Repousser encore et encore les limites du thé vert 

À Fujieda, dans la préfecture de Shizuoka, un établissement se targue de proposer la meilleure glace au thé vert matcha au monde : c'est le café et pâtisserie Nanaya. Ouvert en 2010, cet établissement est une idée de Suzuki Shigehiko, président sur la huitième génération de l’entreprise productrice de thé Marushichi Seicha, qui jouit d’une histoire vieille depuis 1907. À peine passé le noren (ou rideau) portant le chiffre sept, l’odeur du thé vous chatouille déjà les narines...

« Qui dit matcha, dit le thé Uji de Kyoto. Le matcha de Fujieda n’a rien à lui envier en termes de qualité, mais il n’est pas aussi connu, explique Suzuki Shigehiko. Même les habitants de la ville n’en avaient jamais entendu parler ! Il nous fallait donc tout d’abord leur en faire connaître la saveur. Après avoir tenté différentes choses, nous avons fini par faire des… glaces ! »

Suzuki Shigehiko, patron de l'entreprise productrice de thé vert Marushichi Seicha, parle avec passion des atouts de sa boutique Nanaya.
Suzuki Shigehiko, patron de l'entreprise productrice de thé vert Marushichi Seicha, parle avec passion les atouts de sa boutique Nanaya.

Il a tout d’abord mis au point une recette de crème glacée et de chocolat. Cela se mariait bien ensemble, et pour leur donner un petit plus, il a concentré ses efforts pour parvenir à la saveur « la plus parfumée au monde ». Cette idée, Suzuki Shigehiko la doit à son expérience dans le monde de la publicité alors qu’il était étudiant à l’université. Il sait qu’il avait besoin de créer une marque forte pour commercialiser son produit.

Sept, le chiffre porte-bonheur

Pourquoi le chiffre 7 sur le rideau de la boutique et dans le nom du café ?

Chez Nanaya, les glaces au thé vert se déclinent en sept saveurs ; la saveur 1 étant celle au goût le plus léger et la numéro 7 celle au goût le plus prononcé. En comparaison, dans le commerce, les glace au thé vert équivalent au niveau 1 ou 2. Un expert de la poudre verte a testé le numéro 5, et il est catégorique. Pour lui, « il est impossible d’aller au-delà. Les machines pour produire le thé vert ne suivraient pas ». Mais Suzuki Shigehiko a franchi cette limite et a pu créer deux autres variantes, les numéros 6 et 7, la gamme premium de la boutique Nanaya. Le chiffre sept était si important pour lui qu’il fait même partie du nom de la société : « nana » (de Nanaya) signifie « sept » en japonais. Par ailleurs, dans le monde de la publicité, le chiffre sept exprimerait la diversité, et susciterait un sentiment d’excitation chez le consommateur au moment du choix...

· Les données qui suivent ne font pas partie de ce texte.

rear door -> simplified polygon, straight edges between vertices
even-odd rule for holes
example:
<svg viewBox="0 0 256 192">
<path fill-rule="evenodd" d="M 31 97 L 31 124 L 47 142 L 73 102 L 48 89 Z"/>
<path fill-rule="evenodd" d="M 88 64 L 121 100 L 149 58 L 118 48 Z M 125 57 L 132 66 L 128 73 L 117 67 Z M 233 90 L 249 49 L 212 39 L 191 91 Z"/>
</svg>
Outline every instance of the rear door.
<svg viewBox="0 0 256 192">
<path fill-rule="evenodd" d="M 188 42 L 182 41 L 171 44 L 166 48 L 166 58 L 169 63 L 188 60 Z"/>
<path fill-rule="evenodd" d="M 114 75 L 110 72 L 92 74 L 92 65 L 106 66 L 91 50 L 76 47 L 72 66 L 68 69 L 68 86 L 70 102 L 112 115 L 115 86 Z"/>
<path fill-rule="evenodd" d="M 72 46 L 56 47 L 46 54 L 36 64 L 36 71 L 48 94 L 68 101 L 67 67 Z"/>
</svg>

Les glaces servies à Nanaya sont des glaces gelato. Elles contiennent donc moins de matières grasses que les crèmes glacées. Elles sont par ailleurs plus propices à la diffusion de l’arôme du matcha. Utiliser du thé vert de qualité moyenne en grande quantité ne fera que rendre la glace amère, et il sera même impossible de la manger ! Mais, le numéro 7 de Nanaya, bien que très parfumé, laisse une saveur douce et onctueuse sur la langue, … et même un peu sucrée ! C'est LE produit phare de Nanaya !

Nanaya propose vingt variétés de glaces : sept de matcha, mais également des glaces au thé grillé (hôjicha) ; de thé noir japonais (wakôcha) et bien d’autres encore.
Nanaya propose 20 variétés de glaces : 7 de matcha, mais également des glaces au thé grillé (hôjicha), au thé noir japonais (wa-kôcha) et bien d’autres encore...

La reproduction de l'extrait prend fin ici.